John Schneider continues his good work in chapter four, and reminds me of another book I am currently reading (and which I would recommend), which is Nancy Pearcey’s Total Truth. She says that when evangelicals begin their presentation of the gospel with the fact and reality of sin, they are presenting the gospel out of context. The basic reality is not sin. That is not the foundation. The presentation of the gospel needs to be creation, fall, and then redemption. If we begin by assuming the fall, then we are skewing the nature of the universe before talking about the Lord of the universe. Everything was foundationally good, man rebelled, and God has provided a way back.

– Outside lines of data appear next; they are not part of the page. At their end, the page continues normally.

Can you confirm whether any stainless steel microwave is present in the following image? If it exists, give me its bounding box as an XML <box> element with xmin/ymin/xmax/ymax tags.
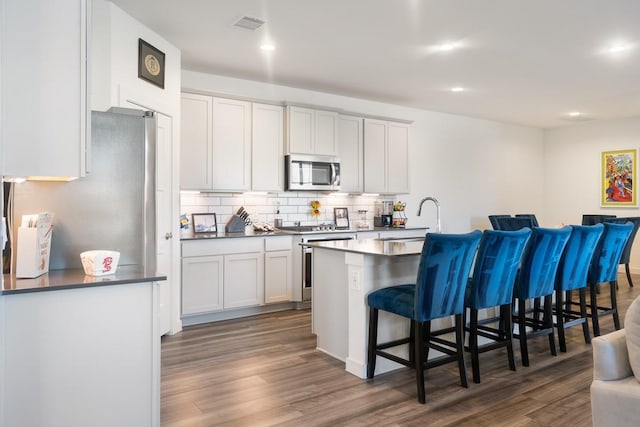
<box><xmin>284</xmin><ymin>154</ymin><xmax>340</xmax><ymax>191</ymax></box>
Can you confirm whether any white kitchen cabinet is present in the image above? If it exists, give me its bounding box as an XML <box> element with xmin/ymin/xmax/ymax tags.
<box><xmin>224</xmin><ymin>253</ymin><xmax>264</xmax><ymax>309</ymax></box>
<box><xmin>180</xmin><ymin>93</ymin><xmax>251</xmax><ymax>191</ymax></box>
<box><xmin>180</xmin><ymin>93</ymin><xmax>213</xmax><ymax>190</ymax></box>
<box><xmin>264</xmin><ymin>250</ymin><xmax>293</xmax><ymax>303</ymax></box>
<box><xmin>287</xmin><ymin>106</ymin><xmax>339</xmax><ymax>156</ymax></box>
<box><xmin>0</xmin><ymin>0</ymin><xmax>91</xmax><ymax>177</ymax></box>
<box><xmin>182</xmin><ymin>256</ymin><xmax>224</xmax><ymax>315</ymax></box>
<box><xmin>338</xmin><ymin>115</ymin><xmax>364</xmax><ymax>193</ymax></box>
<box><xmin>364</xmin><ymin>119</ymin><xmax>409</xmax><ymax>194</ymax></box>
<box><xmin>251</xmin><ymin>103</ymin><xmax>284</xmax><ymax>191</ymax></box>
<box><xmin>212</xmin><ymin>98</ymin><xmax>251</xmax><ymax>191</ymax></box>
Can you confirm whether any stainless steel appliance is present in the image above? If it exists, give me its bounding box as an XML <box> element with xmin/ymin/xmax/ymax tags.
<box><xmin>12</xmin><ymin>108</ymin><xmax>156</xmax><ymax>273</ymax></box>
<box><xmin>285</xmin><ymin>154</ymin><xmax>340</xmax><ymax>190</ymax></box>
<box><xmin>281</xmin><ymin>225</ymin><xmax>356</xmax><ymax>308</ymax></box>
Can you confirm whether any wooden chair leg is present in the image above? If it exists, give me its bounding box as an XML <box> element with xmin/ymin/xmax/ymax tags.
<box><xmin>455</xmin><ymin>314</ymin><xmax>469</xmax><ymax>388</ymax></box>
<box><xmin>589</xmin><ymin>284</ymin><xmax>600</xmax><ymax>337</ymax></box>
<box><xmin>500</xmin><ymin>304</ymin><xmax>516</xmax><ymax>371</ymax></box>
<box><xmin>518</xmin><ymin>298</ymin><xmax>529</xmax><ymax>366</ymax></box>
<box><xmin>543</xmin><ymin>295</ymin><xmax>558</xmax><ymax>356</ymax></box>
<box><xmin>578</xmin><ymin>288</ymin><xmax>591</xmax><ymax>344</ymax></box>
<box><xmin>367</xmin><ymin>307</ymin><xmax>378</xmax><ymax>378</ymax></box>
<box><xmin>624</xmin><ymin>263</ymin><xmax>633</xmax><ymax>288</ymax></box>
<box><xmin>411</xmin><ymin>320</ymin><xmax>426</xmax><ymax>403</ymax></box>
<box><xmin>556</xmin><ymin>290</ymin><xmax>569</xmax><ymax>353</ymax></box>
<box><xmin>469</xmin><ymin>309</ymin><xmax>480</xmax><ymax>384</ymax></box>
<box><xmin>609</xmin><ymin>280</ymin><xmax>620</xmax><ymax>331</ymax></box>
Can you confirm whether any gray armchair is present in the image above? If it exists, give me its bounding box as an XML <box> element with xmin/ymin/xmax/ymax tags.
<box><xmin>591</xmin><ymin>298</ymin><xmax>640</xmax><ymax>427</ymax></box>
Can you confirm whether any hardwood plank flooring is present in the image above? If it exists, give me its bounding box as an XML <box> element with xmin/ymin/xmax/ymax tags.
<box><xmin>161</xmin><ymin>276</ymin><xmax>640</xmax><ymax>427</ymax></box>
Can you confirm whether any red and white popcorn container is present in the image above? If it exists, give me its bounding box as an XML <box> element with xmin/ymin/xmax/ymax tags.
<box><xmin>80</xmin><ymin>250</ymin><xmax>120</xmax><ymax>276</ymax></box>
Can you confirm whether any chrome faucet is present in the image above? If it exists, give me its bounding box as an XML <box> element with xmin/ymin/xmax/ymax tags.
<box><xmin>418</xmin><ymin>197</ymin><xmax>442</xmax><ymax>233</ymax></box>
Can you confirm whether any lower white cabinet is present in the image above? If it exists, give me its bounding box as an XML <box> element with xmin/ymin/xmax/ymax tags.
<box><xmin>223</xmin><ymin>253</ymin><xmax>264</xmax><ymax>308</ymax></box>
<box><xmin>182</xmin><ymin>236</ymin><xmax>293</xmax><ymax>316</ymax></box>
<box><xmin>264</xmin><ymin>250</ymin><xmax>293</xmax><ymax>304</ymax></box>
<box><xmin>182</xmin><ymin>256</ymin><xmax>224</xmax><ymax>315</ymax></box>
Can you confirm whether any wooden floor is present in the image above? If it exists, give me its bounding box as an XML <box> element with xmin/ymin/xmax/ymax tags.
<box><xmin>161</xmin><ymin>276</ymin><xmax>640</xmax><ymax>426</ymax></box>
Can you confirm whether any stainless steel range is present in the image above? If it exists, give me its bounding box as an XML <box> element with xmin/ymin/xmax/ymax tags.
<box><xmin>280</xmin><ymin>224</ymin><xmax>356</xmax><ymax>308</ymax></box>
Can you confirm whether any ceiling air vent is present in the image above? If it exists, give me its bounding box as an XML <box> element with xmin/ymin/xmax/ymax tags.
<box><xmin>233</xmin><ymin>16</ymin><xmax>265</xmax><ymax>31</ymax></box>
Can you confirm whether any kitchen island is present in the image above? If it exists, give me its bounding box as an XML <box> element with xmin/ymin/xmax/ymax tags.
<box><xmin>308</xmin><ymin>238</ymin><xmax>448</xmax><ymax>378</ymax></box>
<box><xmin>0</xmin><ymin>266</ymin><xmax>166</xmax><ymax>427</ymax></box>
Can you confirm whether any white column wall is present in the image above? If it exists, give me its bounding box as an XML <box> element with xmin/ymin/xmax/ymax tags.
<box><xmin>182</xmin><ymin>70</ymin><xmax>544</xmax><ymax>236</ymax></box>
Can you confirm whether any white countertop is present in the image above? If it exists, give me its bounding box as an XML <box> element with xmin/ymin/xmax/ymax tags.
<box><xmin>303</xmin><ymin>237</ymin><xmax>424</xmax><ymax>256</ymax></box>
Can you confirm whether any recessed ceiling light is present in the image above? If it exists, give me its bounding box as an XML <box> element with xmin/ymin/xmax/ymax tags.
<box><xmin>607</xmin><ymin>43</ymin><xmax>629</xmax><ymax>53</ymax></box>
<box><xmin>437</xmin><ymin>43</ymin><xmax>458</xmax><ymax>52</ymax></box>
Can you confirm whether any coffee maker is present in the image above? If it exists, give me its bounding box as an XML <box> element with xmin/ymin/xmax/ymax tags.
<box><xmin>373</xmin><ymin>201</ymin><xmax>393</xmax><ymax>227</ymax></box>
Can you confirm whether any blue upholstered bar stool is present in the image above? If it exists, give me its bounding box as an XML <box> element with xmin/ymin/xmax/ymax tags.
<box><xmin>489</xmin><ymin>215</ymin><xmax>512</xmax><ymax>230</ymax></box>
<box><xmin>587</xmin><ymin>222</ymin><xmax>633</xmax><ymax>337</ymax></box>
<box><xmin>497</xmin><ymin>217</ymin><xmax>534</xmax><ymax>231</ymax></box>
<box><xmin>554</xmin><ymin>224</ymin><xmax>604</xmax><ymax>352</ymax></box>
<box><xmin>604</xmin><ymin>216</ymin><xmax>640</xmax><ymax>288</ymax></box>
<box><xmin>465</xmin><ymin>228</ymin><xmax>531</xmax><ymax>383</ymax></box>
<box><xmin>513</xmin><ymin>227</ymin><xmax>571</xmax><ymax>366</ymax></box>
<box><xmin>367</xmin><ymin>230</ymin><xmax>482</xmax><ymax>403</ymax></box>
<box><xmin>516</xmin><ymin>214</ymin><xmax>540</xmax><ymax>227</ymax></box>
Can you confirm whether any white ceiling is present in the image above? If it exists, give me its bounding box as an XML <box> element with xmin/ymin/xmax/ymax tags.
<box><xmin>112</xmin><ymin>0</ymin><xmax>640</xmax><ymax>128</ymax></box>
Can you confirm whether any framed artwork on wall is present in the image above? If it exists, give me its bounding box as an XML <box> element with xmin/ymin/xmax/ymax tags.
<box><xmin>138</xmin><ymin>39</ymin><xmax>164</xmax><ymax>89</ymax></box>
<box><xmin>600</xmin><ymin>149</ymin><xmax>638</xmax><ymax>207</ymax></box>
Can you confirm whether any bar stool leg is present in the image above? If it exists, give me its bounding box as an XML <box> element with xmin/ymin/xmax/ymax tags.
<box><xmin>367</xmin><ymin>307</ymin><xmax>378</xmax><ymax>379</ymax></box>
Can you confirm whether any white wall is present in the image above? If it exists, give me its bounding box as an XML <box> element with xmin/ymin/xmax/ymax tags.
<box><xmin>182</xmin><ymin>70</ymin><xmax>544</xmax><ymax>232</ymax></box>
<box><xmin>90</xmin><ymin>0</ymin><xmax>181</xmax><ymax>333</ymax></box>
<box><xmin>544</xmin><ymin>117</ymin><xmax>640</xmax><ymax>273</ymax></box>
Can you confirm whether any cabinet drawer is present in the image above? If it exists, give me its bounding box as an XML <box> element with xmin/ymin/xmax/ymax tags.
<box><xmin>182</xmin><ymin>237</ymin><xmax>264</xmax><ymax>258</ymax></box>
<box><xmin>264</xmin><ymin>236</ymin><xmax>293</xmax><ymax>252</ymax></box>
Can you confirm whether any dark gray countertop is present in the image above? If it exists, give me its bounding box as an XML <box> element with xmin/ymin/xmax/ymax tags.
<box><xmin>180</xmin><ymin>227</ymin><xmax>429</xmax><ymax>240</ymax></box>
<box><xmin>0</xmin><ymin>265</ymin><xmax>167</xmax><ymax>295</ymax></box>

This really is important and Schneider does a wonderful job with this. He begins his discussion of affluence where all affluence began, in the Garden of Eden. Then after the rebellion, which marred everything, God began His redemptive work with His people Israel, and brought them into the land of Canaan, which was the beginning of the restoration of Eden. When He brought them back into the land, He gave them His law. Initially it had been “stay away from that tree,” but now, because of our experience with sin, the law had to be more detailed and specifc, but it was still all about the restoration of Eden.
But when you create Edens, you create the possibility of serpents. And that is what this chapter is about. God began to restore Israel to Eden, and they responded by falling again. The literature of the prophets is a literature that confronts, time and again, the misuse of the blessings of God. “The writings of the prophets are largely about the unique evils that people can bring about by means of affluence. All the prophets describe behaviors that realize the worst fears of the speaker in Deuteronomy” (p. 91).

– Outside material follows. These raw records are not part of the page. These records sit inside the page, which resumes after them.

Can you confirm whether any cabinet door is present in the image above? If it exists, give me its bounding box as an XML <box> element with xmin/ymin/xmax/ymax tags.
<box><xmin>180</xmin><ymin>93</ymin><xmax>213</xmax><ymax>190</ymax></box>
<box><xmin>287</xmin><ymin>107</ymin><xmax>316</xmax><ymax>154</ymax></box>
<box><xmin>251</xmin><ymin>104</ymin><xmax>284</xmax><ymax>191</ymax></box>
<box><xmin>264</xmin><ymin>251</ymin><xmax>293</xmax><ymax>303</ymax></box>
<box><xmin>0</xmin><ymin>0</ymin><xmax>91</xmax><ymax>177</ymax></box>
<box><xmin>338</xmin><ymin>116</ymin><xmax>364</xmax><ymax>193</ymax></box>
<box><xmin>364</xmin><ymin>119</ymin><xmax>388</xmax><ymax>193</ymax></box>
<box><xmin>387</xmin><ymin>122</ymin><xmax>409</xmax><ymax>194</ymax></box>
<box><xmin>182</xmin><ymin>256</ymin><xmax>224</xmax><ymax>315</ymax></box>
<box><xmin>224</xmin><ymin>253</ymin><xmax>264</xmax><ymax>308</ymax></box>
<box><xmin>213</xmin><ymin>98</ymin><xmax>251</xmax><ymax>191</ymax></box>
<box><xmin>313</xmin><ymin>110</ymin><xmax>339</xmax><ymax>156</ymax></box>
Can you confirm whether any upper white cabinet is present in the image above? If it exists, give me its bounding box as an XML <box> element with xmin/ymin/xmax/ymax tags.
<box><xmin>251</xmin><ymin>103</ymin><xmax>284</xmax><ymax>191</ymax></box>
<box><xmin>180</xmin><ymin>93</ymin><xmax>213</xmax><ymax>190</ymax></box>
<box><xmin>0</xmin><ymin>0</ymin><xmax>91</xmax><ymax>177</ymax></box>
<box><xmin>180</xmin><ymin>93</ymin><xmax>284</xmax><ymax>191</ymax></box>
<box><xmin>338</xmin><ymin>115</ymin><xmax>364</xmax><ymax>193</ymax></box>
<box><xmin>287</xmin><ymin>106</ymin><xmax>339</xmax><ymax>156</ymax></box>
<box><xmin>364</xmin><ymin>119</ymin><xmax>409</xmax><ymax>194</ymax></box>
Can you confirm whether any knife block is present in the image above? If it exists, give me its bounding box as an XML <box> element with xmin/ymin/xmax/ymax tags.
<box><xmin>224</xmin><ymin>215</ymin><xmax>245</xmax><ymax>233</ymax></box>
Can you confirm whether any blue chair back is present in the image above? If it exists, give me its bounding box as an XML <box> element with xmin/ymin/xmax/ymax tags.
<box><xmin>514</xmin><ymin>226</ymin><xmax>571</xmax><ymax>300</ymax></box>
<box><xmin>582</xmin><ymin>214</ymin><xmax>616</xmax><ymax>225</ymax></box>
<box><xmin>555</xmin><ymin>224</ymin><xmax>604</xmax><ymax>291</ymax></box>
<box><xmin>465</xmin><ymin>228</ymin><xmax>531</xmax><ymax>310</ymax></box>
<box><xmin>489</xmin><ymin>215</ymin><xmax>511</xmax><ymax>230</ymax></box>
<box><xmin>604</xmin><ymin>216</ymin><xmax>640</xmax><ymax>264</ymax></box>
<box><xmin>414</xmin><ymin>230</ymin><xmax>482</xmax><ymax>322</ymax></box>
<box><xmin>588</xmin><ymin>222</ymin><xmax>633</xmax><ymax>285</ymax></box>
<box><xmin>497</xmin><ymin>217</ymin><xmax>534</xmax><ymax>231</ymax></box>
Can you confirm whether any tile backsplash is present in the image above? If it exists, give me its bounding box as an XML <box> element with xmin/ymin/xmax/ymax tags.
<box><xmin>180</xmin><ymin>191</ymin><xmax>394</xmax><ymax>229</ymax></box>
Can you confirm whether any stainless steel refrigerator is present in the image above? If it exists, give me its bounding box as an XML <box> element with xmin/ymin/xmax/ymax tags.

And this is what gets us to the nub of the matter. Guiltmongers like Ron Sider tend to assume that the mere possession of wealth in this world means that you are living above the level of “sufficiency” while others are suffering (with sufficiency being fuzzily defined), which in turn means that you, the affluent one, are necessarily sinning. The prophets and the wisdom literature (the subject of this chapter) are far more nuanced than this. Can one sin grotesquely with the affluence God gives? Absolutely, and the prophet Amos will take off your head, and scoop your insides out with a spoon. Can one receive God’s blessing of wealth and be a dolt with it? Yes again. But Schneider demonstrates a wisdom here that neither the Siderians nor the health and wealthers can comprehend. They fall into the same error, actually. But Schneider quotes all kinds of Bible verses.
“The faithful will abound with blessings, but one who is in a hurry to be rich will not go unpunished” (Prov. 28:20, p. 113).
“Whoever trusts in the Lord will be enriched” (Prov. 28:25, p. 110).